350913 Plantwide Dynamics and the Integration of Production Scheduling and Supervisory Process Control
Modern chemical and petrochemical plants make extensive use of material and energy recycling to improve operating economics and minimize their environmental footprint. Such process integration measures are introduced at the steady-state design stage; yet, they have a profound impact on process dynamics. Integration is at the origin of strong feedback interactions, which lead to the emergence of a complex, process-wide dynamic behavior that must be accounted for in controller design. In the first part of this presentation, the main dynamics and control challenges and solutions related to process integration will be reviewed. A control framework for integrated processes, consisting of a hierarchy of fast, distributed controllers at the unit level, and a supervisory controller addressing plant-wide objectives, as proposed in our previous work (Baldea and Daoutidis, Int. J. Robust Nonlin. Contr., in press; Baldea and Touretzky, Syst. Contr. Lett., 62, 723–731, 2013) will be presented.
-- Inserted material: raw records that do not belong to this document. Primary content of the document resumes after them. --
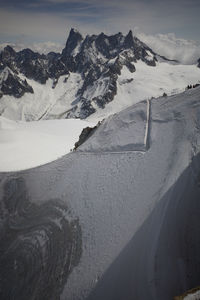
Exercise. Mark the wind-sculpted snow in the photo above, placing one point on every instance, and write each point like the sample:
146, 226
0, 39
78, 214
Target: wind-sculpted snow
39, 245
94, 76
125, 131
138, 210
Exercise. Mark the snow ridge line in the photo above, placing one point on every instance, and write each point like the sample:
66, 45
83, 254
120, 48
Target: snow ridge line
146, 137
147, 130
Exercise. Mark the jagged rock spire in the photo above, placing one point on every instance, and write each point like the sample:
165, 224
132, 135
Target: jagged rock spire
73, 40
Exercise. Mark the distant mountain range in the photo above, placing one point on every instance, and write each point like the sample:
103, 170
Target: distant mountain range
89, 69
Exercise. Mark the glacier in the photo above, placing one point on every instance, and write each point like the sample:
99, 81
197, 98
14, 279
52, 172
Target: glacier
128, 197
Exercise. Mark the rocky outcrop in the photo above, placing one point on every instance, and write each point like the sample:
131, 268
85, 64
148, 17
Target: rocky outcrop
13, 85
99, 60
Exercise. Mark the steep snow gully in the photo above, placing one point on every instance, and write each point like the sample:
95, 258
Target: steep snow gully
124, 225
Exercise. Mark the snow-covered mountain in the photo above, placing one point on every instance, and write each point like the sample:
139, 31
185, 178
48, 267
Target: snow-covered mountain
117, 219
97, 75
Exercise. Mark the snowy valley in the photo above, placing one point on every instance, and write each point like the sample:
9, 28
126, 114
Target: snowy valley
117, 218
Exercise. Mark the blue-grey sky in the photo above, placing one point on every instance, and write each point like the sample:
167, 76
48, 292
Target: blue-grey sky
44, 20
29, 21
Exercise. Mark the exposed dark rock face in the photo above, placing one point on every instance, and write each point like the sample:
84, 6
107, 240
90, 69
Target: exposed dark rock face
97, 58
11, 84
39, 245
85, 134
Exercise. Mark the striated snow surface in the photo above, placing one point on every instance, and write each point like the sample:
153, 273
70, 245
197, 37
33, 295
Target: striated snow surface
138, 210
54, 103
26, 145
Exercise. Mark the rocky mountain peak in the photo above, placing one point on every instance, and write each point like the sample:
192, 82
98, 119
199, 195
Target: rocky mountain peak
72, 42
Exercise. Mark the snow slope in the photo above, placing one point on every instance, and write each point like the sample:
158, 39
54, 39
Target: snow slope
26, 145
138, 210
147, 82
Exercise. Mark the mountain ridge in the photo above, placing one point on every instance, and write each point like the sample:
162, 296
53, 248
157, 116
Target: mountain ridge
97, 61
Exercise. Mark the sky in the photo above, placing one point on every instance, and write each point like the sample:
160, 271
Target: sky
165, 24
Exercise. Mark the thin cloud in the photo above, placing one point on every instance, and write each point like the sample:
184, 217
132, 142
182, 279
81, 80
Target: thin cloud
185, 51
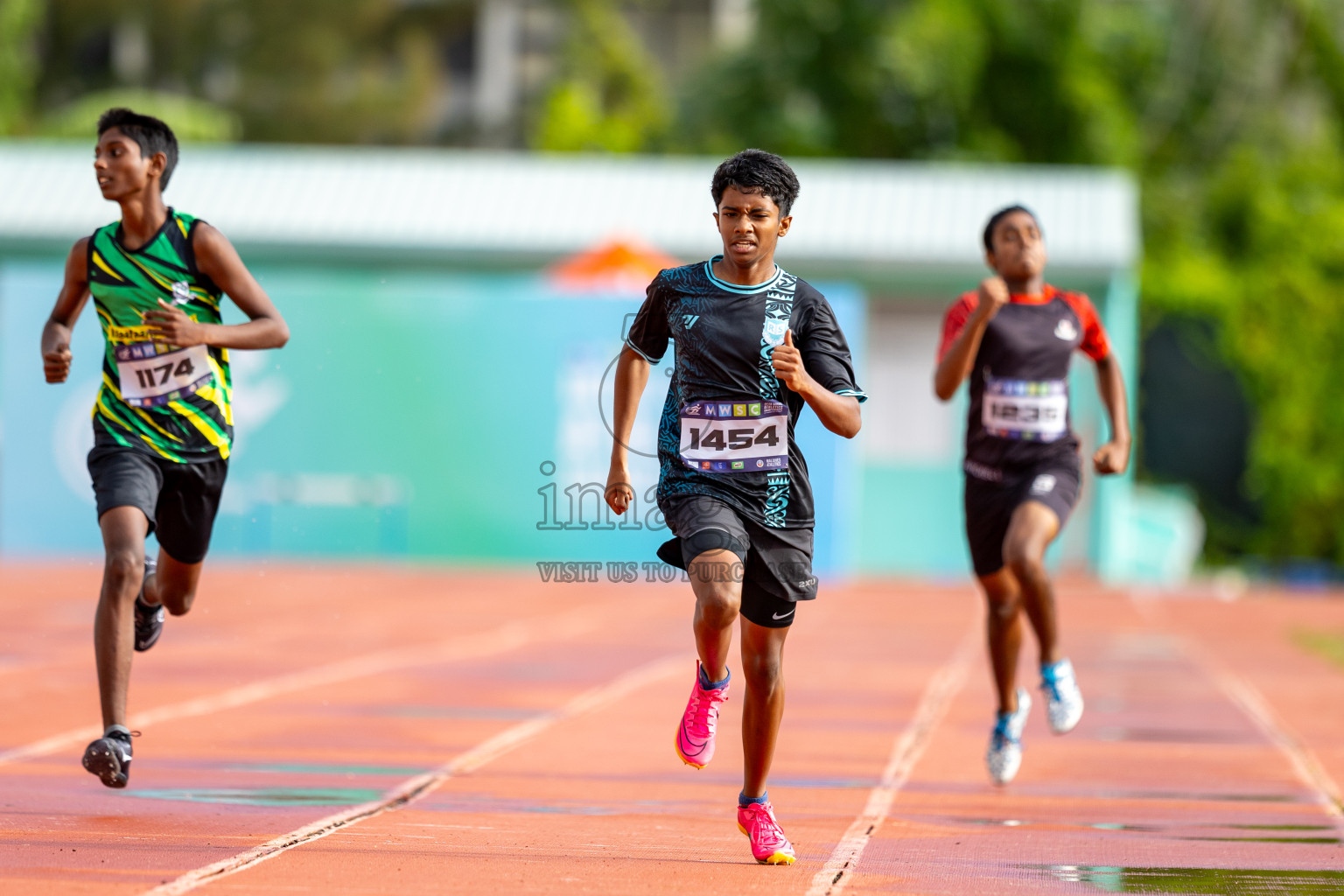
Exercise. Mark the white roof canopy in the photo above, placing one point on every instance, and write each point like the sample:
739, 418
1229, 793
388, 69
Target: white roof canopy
877, 214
In the second part of our presentation, a connection will be established between supervisory control and the formulation and solution of the production scheduling problem. The aforementioned control results serve as the basis for deriving an explicit low-order model of the closed-loop process-wide dynamics, which is then utilized for formulating the scheduling problem as a dynamic mixed-integer optimization that is tractable in real-time. We show that this approach leads to economic improvements and significant computational cost savings over existing scheduling formulations, while preserving the closed-loop stability properties of the plant-wide control system. Implementations using existing supervisory control technology (e.g., model predictive control) and integration into enterprise resource planning (ERP) systems will be discussed.
Illustrative examples will be presented in support of the theoretical developments.